As the third branch of the Government, the Judiciary is charged with resolving disputes and administering justice in accordance with the Constitution and the laws of Barbados.
In Part 25.1of the Supreme Court Civil Procedure Rules, 2008 the Court is mandated in civil cases, inter alia, to further the overriding objective to deal with cases justly by actively:
“(c) encouraging the parties to use any appropriate form of dispute resolution including, in particular, mediation, if the Court considers it appropriate, and facilitating the use of such procedures.”
The Civil Procedure Rules therefore clearly recognize that many of the disputes which find their way into the court system as civil proceedings need not proceed to a full trial with all its attendant expenses and delays, but could benefit, if the Court considers it appropriate, from the use of one or more of the recognized dispute resolution modalities, including mediation.
Courts the world over have already seen the wisdom of introducing courtconnected ADR programmes as a means of helping litigants to settle cases and enabling them to reach settlements in a manner that feels fair and just. Courtconnected ADR programmes are also completely consistent with the overriding objective of Civil Procedure Rules to deal with cases justly and enable Courts to achieve the following strategic goals:
(a) Improving the pace of litigation by promoting the early and fair resolution of disputes
(b)Providing litigants with outcomes that meet the parties needs;
(c) Enhancing litigants’ satisfaction with dispute resolution in the justice system;
(d) Improving access to justice;
(e) Reducing the cost of litigation to the parties and to the court system.
In keeping with these objectives, the Chief Justice in consultation with the Judges will issue a Practice Direction the object of which is to establish a Supreme CourtAnnexed Mediation Pilot Project which will provide litigants with the possibility of having their disputes confidentially mediated by a trained mediator selected from a roster of trained and certified mediators published by the Court.
What is mediation? Mediation is a voluntary, confidential process in which a neutral third party (a mediator) facilitates communication between the parties to litigation in order to assist them to arrive at a settlement that meets their mutual needs. Unlike a judge, the mediator does not decide the dispute but is trained to leave control of the outcome of the mediation process with the parties.
At what stage should mediation occur?
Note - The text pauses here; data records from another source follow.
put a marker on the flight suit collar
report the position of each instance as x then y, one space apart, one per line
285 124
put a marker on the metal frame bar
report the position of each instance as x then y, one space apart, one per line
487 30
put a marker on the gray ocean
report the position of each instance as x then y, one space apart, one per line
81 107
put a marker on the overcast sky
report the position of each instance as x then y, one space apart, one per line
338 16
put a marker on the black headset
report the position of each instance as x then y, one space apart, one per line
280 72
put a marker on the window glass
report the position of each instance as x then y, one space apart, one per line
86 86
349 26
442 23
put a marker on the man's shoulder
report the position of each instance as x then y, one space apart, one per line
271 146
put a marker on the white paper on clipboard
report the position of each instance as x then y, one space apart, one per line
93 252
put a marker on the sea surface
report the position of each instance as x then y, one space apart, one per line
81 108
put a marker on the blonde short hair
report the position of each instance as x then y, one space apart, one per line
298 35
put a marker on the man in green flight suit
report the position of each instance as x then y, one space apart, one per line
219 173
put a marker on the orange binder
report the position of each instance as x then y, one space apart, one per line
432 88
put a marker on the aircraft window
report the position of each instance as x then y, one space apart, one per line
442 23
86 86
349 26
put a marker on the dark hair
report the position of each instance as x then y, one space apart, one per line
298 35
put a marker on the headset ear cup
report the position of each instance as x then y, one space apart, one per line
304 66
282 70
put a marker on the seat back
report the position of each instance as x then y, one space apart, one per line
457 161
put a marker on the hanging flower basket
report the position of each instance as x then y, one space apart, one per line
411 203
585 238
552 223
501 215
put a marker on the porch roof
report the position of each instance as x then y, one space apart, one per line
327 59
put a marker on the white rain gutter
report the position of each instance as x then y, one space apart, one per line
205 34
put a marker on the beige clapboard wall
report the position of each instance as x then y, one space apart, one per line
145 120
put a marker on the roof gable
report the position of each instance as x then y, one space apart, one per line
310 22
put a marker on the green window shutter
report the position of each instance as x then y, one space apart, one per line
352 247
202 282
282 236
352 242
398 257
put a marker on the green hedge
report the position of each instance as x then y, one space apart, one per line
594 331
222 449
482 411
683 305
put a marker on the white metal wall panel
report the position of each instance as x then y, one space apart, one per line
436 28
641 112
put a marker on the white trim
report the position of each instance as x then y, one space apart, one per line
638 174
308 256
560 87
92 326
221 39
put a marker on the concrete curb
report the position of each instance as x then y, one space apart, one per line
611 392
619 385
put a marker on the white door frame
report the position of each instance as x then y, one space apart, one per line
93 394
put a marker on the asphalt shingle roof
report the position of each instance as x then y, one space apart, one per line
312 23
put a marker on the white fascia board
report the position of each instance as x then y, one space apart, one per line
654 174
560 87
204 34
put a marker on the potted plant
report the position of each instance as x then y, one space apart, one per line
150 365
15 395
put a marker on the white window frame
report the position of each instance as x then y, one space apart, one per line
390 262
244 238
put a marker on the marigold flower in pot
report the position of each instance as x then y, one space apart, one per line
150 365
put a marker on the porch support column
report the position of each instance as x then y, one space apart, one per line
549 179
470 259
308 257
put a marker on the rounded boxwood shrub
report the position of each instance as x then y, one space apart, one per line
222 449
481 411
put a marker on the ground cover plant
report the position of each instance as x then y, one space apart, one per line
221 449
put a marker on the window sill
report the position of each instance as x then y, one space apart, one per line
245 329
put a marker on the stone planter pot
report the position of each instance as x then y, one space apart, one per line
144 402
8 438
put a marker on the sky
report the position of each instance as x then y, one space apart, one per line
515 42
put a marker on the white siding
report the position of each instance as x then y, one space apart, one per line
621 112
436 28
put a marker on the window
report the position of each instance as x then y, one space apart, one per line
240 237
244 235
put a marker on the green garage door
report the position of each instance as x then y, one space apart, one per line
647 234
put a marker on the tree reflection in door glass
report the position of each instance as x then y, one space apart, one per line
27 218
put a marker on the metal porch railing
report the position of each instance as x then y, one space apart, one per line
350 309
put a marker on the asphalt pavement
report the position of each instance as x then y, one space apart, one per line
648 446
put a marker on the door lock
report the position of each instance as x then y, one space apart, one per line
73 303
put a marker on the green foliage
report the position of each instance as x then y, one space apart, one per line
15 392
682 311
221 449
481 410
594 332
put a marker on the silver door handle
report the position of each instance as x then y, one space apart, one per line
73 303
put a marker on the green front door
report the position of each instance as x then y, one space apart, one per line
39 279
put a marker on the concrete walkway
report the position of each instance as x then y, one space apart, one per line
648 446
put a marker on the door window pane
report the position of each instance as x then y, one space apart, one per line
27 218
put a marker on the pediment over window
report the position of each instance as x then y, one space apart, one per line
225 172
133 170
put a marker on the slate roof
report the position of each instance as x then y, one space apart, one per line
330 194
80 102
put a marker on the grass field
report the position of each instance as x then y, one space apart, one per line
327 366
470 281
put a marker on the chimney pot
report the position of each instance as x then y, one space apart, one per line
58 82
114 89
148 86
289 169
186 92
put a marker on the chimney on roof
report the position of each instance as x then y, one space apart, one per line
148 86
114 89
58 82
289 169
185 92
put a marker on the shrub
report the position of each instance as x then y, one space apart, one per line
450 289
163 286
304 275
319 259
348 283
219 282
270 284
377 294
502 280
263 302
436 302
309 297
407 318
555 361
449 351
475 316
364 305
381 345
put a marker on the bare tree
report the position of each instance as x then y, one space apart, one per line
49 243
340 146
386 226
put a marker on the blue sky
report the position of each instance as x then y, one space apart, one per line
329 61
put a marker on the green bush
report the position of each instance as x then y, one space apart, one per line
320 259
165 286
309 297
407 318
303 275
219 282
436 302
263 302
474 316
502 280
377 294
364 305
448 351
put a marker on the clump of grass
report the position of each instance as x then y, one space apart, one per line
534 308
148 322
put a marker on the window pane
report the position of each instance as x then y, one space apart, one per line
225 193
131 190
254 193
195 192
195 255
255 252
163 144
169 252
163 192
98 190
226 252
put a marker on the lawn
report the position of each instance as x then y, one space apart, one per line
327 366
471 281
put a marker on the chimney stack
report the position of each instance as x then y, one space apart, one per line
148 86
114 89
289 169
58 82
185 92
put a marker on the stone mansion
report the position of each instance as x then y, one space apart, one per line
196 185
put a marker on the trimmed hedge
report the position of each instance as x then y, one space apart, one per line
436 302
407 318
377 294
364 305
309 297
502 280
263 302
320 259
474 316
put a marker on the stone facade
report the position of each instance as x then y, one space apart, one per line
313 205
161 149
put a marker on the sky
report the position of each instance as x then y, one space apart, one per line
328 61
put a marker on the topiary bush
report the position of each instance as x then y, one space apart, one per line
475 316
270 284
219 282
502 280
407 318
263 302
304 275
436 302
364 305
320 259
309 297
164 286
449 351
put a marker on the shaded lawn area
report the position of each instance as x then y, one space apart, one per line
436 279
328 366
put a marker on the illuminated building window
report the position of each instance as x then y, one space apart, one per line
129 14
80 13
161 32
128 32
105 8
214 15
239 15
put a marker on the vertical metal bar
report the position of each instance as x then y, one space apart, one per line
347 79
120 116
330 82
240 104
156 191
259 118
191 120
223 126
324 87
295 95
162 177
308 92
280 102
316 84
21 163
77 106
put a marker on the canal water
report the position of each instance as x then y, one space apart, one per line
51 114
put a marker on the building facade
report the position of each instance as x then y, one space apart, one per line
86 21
Ideally mediation or some other ADR modality should take place before resort is had to the Courts. However, once litigation is filed in the Court system, the proceedings will become eligible for
mediation at the hearing of a case management conference held before a Master or a Judge who, in keeping with the overriding objective of the Civil Procedure Rules, will actively encourage the parties to participate in a mediation exercise.
Who will conduct the mediation? As part of the Court-Annexed Mediation Pilot Project, mediators will be selected from a cadre of trained and certified mediators listed on a Roster of Mediators published by the Court. Biographical information on each mediator listed on the Court’s Roster of Mediators is available by clicking the appropriate link.
What types of disputes are eligible for mediation? Potentially, all civilproceedings are amenable to mediation. The following proceedings have, however, been expressly excluded from the scope of the Practice Direction, namely: land title proceedings, insolvency proceedings (including winding-up of companies), contentious probate proceedings, proceedings when the High Court is acting as a prize court; and any other proceedings in the Supreme Court instituted under any enactment, in so far as rules made under that enactment regulate those proceedings. Matrimonial causes and applications brought under the Family Law Act, Cap. 214 and the Family Law Rules have been expressly included among the matters eligible for mediation under the Practice Direction establishing the Court-Annexed Mediation Pilot Project.